The GSO founders joined Blackstone 10 years ago at the invitation of Tony James, president of the firm and number two to Schwarzman. James was once their boss at DLJ and convinced Schwarzman to make a big push into credit to diversify Blackstone from its origins as a private equity and real estate investor.
GSO now has $99 billion of assets under management, which is roughly 10 times more than when it was bought by Blackstone, and is more than 25% of the firm-wide total assets of $387 billion, according to its last quarterly results.
James is expected to retire when Schwarzman finally agrees to hand over the reins at Blackstone, but Goodman is not viewed as a potential successor.
Jon Gray, head of the real estate division that is Blackstone’s biggest and most profitable part, is generally seen as the heir apparent. Joe Baratta, who runs the private equity business that is now number two in assets and economic income, is the most likely alternative choice.
The buccaneering Hovnanian CDS trade by Goodman’s GSO group could cause tension with the new head of the fourth-largest division within Blackstone, however.

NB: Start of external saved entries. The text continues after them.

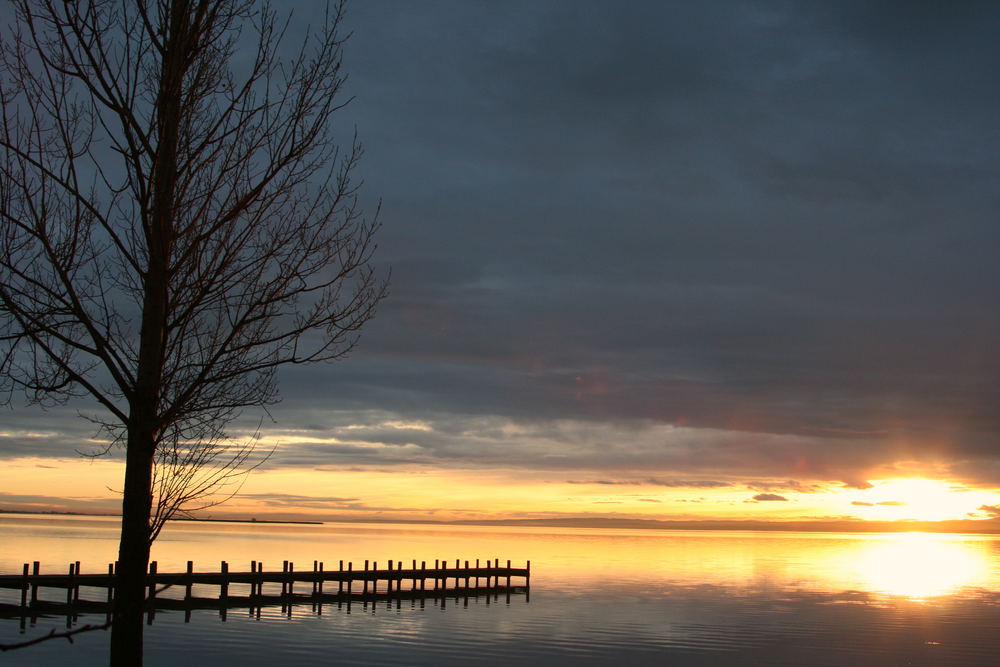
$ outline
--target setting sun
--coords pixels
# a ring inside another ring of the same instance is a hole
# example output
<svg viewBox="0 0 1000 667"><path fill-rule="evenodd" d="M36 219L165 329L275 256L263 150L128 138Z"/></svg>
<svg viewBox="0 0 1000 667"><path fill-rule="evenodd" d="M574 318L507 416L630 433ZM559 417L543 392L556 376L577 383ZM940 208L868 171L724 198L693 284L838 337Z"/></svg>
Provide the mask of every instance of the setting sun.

The hedge fund solutions group at Blackstone was set up and run for many years by Tom Hill, one of Schwarzman’s longest-standing allies. Hill recently stepped aside to a role as vice-chairman, allowing John McCormick to take over as president and chief executive of a group that bills itself as the world’s largest discretionary investor in hedge funds, with $74 billion of assets.
McCormick is a lawyer and consultant by background; he does not have the same depth of direct experience in managing big investment stakes as the other top officials at Blackstone.

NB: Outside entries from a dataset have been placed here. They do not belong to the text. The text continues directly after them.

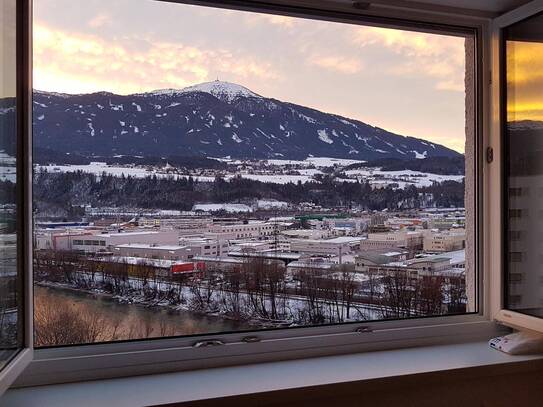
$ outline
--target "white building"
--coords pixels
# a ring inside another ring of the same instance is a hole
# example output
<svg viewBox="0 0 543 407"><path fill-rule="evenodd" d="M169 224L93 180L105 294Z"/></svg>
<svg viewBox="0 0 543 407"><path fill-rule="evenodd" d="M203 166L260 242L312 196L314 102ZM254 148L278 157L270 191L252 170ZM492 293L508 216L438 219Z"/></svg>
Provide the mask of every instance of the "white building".
<svg viewBox="0 0 543 407"><path fill-rule="evenodd" d="M182 237L179 244L187 246L199 256L221 256L228 253L228 241L207 239L205 237Z"/></svg>
<svg viewBox="0 0 543 407"><path fill-rule="evenodd" d="M199 255L198 251L194 251L188 246L178 245L155 245L144 243L122 244L113 248L115 256L123 257L143 257L147 259L159 260L191 260L194 256Z"/></svg>
<svg viewBox="0 0 543 407"><path fill-rule="evenodd" d="M71 249L84 252L100 252L111 251L115 246L130 243L177 245L178 239L178 232L175 230L96 233L74 237L71 241Z"/></svg>
<svg viewBox="0 0 543 407"><path fill-rule="evenodd" d="M293 239L290 250L294 253L342 256L358 251L361 238L336 237L334 239Z"/></svg>
<svg viewBox="0 0 543 407"><path fill-rule="evenodd" d="M466 246L466 231L453 229L447 231L428 230L424 234L423 250L429 253L452 252Z"/></svg>
<svg viewBox="0 0 543 407"><path fill-rule="evenodd" d="M227 233L233 239L245 238L270 238L274 236L276 230L282 230L284 226L278 223L249 221L233 225L211 225L208 229L210 233Z"/></svg>
<svg viewBox="0 0 543 407"><path fill-rule="evenodd" d="M408 250L422 250L423 233L410 231L393 231L369 233L368 238L360 243L361 250L387 249L402 247Z"/></svg>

McCormick could be forgiven for taking the controversy over the Hovnanian trade personally, given that it came just as he was taking over the reins of the hedge fund group from his old manager Hill.
Mollett, the trader who came up with the cunning Hovnanian CDS exercise plan, left GSO Capital in January to take up a position as global head of distressed debt at Angelo Gordon.
Michael Gordon, chief executive of the $27 billion investment firm, appeared impressed by 39-year-old Mollett’s ability to outfox his competitors, describing him as a “seasoned and talented distressed investor (with) significant experience executing on highly complex situations.”
Mollett’s convenient departure may help to calm any tension within Blackstone between GSO Capital and the hedge fund solutions group, but it leaves unanswered questions for the firm.
Apart from the issue of how to manage conflicts of interest within a growing investment group, there is also the question of how Blackstone hopes to be perceived externally.
Schwarzman recently attended Davos to support the agenda of his friend Donald Trump but was instead forced to defend the Hovnanian CDS trade as a move to help a struggling corporate that only caused a problem for a hedge fund.
That glosses over the potential impact GSO’s trade might have on the functioning of the credit derivatives markets, if it contributes to diminished liquidity, and whether the deal will eventually be seen as short-term greedy, rather than long-term greedy.
After all, a large credit investor like GSO needs hedging tools and a degree of counterparty trust in order to prosper. And if Blackstone does decide to make important changes to its corporate structure due to tax changes, it won’t necessarily want a reputation as an unusually sneaky investor just as it is courting potential new shareholders.